Nous allons enfin pouvoir arrêter de faire le décompte du nombre de jours de fermeture du gouvernement américain. Hier, Donald Trump a promulgué la loi mettant fin au plus long shutdown de l’histoire des Etats-Unis, qui aura donc duré 43 jours.

Où sont les données ?

Un shutdown qui a entrainé des perturbations dans les aéroports, l’arrêt des programmes d’aide alimentaires, la fermeture des musées et des parcs nationaux, mais aussi empêché la publication de nombreuses statistiques économiques.

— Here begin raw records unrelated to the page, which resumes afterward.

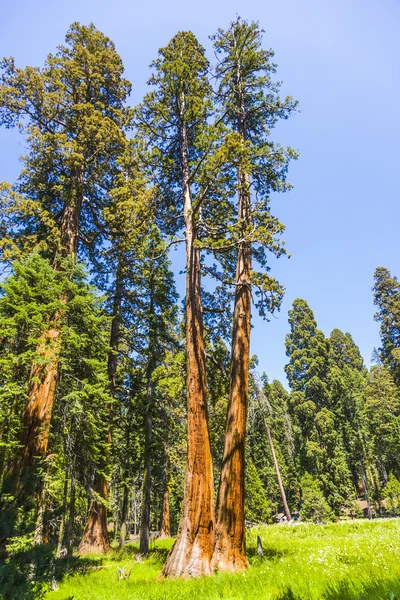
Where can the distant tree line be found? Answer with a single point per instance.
(122, 405)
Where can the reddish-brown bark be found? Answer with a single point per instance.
(95, 538)
(36, 418)
(230, 551)
(191, 553)
(165, 528)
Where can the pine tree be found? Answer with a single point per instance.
(72, 113)
(174, 118)
(320, 444)
(387, 300)
(250, 107)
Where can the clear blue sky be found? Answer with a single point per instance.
(341, 61)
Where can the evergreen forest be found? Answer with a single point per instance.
(131, 413)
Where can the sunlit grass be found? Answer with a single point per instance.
(343, 561)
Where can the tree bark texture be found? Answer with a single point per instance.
(276, 467)
(146, 491)
(191, 553)
(95, 538)
(230, 549)
(36, 418)
(165, 528)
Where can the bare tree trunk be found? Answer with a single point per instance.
(165, 528)
(61, 531)
(230, 533)
(71, 517)
(191, 553)
(36, 418)
(276, 466)
(124, 516)
(145, 519)
(95, 537)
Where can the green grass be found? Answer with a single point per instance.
(343, 561)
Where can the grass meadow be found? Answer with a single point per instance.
(346, 561)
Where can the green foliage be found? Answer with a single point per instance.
(256, 504)
(314, 507)
(387, 300)
(72, 112)
(392, 493)
(248, 103)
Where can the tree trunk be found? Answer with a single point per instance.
(61, 531)
(71, 517)
(230, 544)
(165, 528)
(145, 518)
(37, 413)
(95, 537)
(230, 534)
(191, 553)
(276, 466)
(124, 516)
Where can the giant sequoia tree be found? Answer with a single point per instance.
(250, 107)
(174, 117)
(72, 113)
(387, 300)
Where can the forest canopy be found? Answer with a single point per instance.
(126, 410)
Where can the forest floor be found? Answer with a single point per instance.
(341, 561)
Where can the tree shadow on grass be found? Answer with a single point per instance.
(27, 574)
(375, 590)
(270, 553)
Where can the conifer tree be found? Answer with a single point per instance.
(319, 444)
(250, 107)
(174, 117)
(387, 300)
(72, 113)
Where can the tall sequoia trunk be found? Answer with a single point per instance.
(230, 534)
(71, 517)
(124, 518)
(95, 537)
(230, 550)
(191, 553)
(61, 531)
(22, 479)
(165, 526)
(146, 490)
(276, 466)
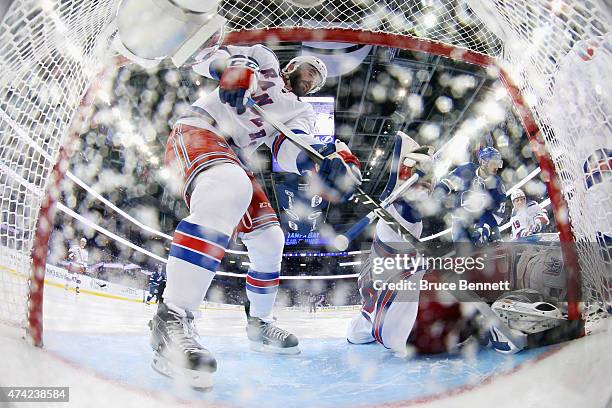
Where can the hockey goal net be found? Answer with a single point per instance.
(554, 56)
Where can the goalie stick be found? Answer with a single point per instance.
(342, 241)
(317, 157)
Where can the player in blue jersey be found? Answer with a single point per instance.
(477, 197)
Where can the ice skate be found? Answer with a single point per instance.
(266, 337)
(177, 352)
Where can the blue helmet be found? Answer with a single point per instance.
(489, 153)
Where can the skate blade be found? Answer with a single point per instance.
(264, 348)
(201, 380)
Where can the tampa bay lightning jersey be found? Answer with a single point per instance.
(484, 199)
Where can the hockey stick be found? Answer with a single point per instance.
(341, 242)
(373, 205)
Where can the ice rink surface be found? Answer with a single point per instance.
(99, 348)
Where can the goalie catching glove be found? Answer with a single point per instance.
(332, 180)
(238, 82)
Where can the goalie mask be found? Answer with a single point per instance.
(527, 311)
(291, 74)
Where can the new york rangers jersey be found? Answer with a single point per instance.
(523, 221)
(248, 131)
(387, 316)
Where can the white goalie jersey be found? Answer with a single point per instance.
(249, 131)
(524, 221)
(386, 316)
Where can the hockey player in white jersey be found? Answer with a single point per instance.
(387, 316)
(209, 151)
(528, 217)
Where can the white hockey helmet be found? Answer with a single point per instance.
(518, 193)
(528, 311)
(296, 62)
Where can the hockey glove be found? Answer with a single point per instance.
(238, 82)
(482, 233)
(338, 174)
(537, 226)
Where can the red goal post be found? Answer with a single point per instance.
(37, 64)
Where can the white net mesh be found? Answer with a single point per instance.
(50, 51)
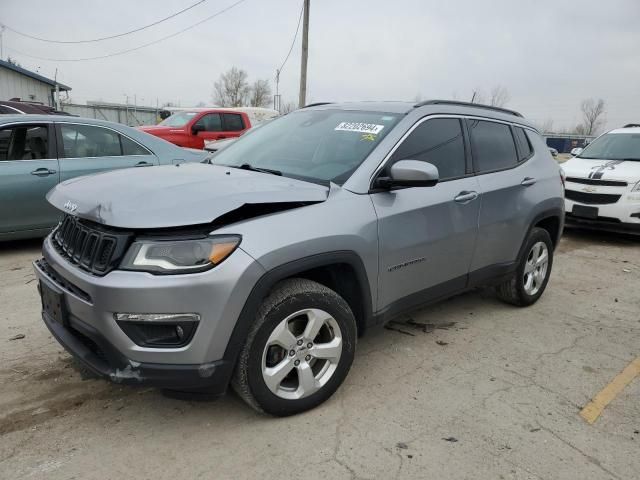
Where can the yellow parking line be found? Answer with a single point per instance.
(595, 407)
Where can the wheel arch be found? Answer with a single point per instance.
(343, 271)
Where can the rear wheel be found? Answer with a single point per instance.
(527, 284)
(298, 351)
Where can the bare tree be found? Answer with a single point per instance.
(592, 113)
(499, 96)
(260, 94)
(232, 88)
(288, 107)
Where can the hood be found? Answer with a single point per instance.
(175, 196)
(627, 170)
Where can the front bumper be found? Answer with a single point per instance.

En effet, depuis le 1er octobre, seul le CPI (indice d’inflation) du mois de septembre a été publié. Une statistique essentielle pour l’ajustement des prestations de sécurité sociale. C’est pourquoi le Bureau des Statistiques du Travail (BLS) avait rappelé certains employés.

Une situation qui laisse la Fed (et l’ensemble des économistes) dans une forme de brouillard quant à l’état de l’économie américaine.

Si la réouverture du gouvernement est une bonne nouvelle à cet égard, il ne faut pas non plus s’attendre à un déluge de statistiques dans les prochains jours. Plusieurs publications seront retardées, tandis que certains rapports passeront à la trappe. Ainsi, il ne devrait pas y avoir de rapport sur l’emploi ni de rapport sur l’inflation pour le mois d’octobre, puisqu’il n’y a eu aucun travail de collecte et d’analyse des données durant cette période. C’est aussi ce qu’a laissé entendre hier la porte-parole de la Maison Blanche, Karoline Leavitt, en conférence de presse.

D’ici à la prochaine réunion de la Fed, les 9 et 10 décembre, il ne devrait donc pas y avoir beaucoup de données supplémentaires. Nous devrions avoir uniquement le rapport sur l’emploi et l’indice d’inflation PCE pour le mois de septembre, ainsi que le PIB du troisième trimestre.

Des désaccords à trancher

Une absence de données qui ne devrait pas aider à réconcilier les points de vue, au sein d’une Fed qui, comme le rapportait le WSJ mardi, est divisée.

Les débats portent en particulier sur trois questions : Est-ce que les hausses de prix liées aux droits de douane seront temporaires (ou relanceront plus durablement l’inflation) ? Les faibles créations d’emploi reflètent-elles un problème d’offre (moins d’immigration) ou un problème de demande (les entreprises embauchent moins) ? Est-ce que la politique monétaire est restrictive ?

Des questions difficiles à trancher en l’absence de données. Et sans certitudes, l’idée d’une pause en décembre semble peu à peu gagner du terrain.

Hier c’est Susan Collins, présidente de la Fed de Boston qui a estimé qu’il y a un "seuil relativement élevé" pour une baisse de taux à court terme. Au total, ce sont 4 membres votants dont les déclarations récentes laissent à penser qu’ils sont plutôt en faveur d’une pause en décembre : Susan Collins, Alberto Musalem, Austin Goolsbee et Philip Jefferson.

On peut aussi supposer que Jeff Schmid, président de la Fed de Kansas City, qui avait déjà voté pour un statu quo en octobre, supportera une pause en décembre.

On sent donc que le vent est un peu en train de tourner. Et cela se retrouve dans les paris des investisseurs. Désormais, la probabilité d’une réduction d’un quart de points est seulement de 54%, selon l’outil Fedwatch du CME.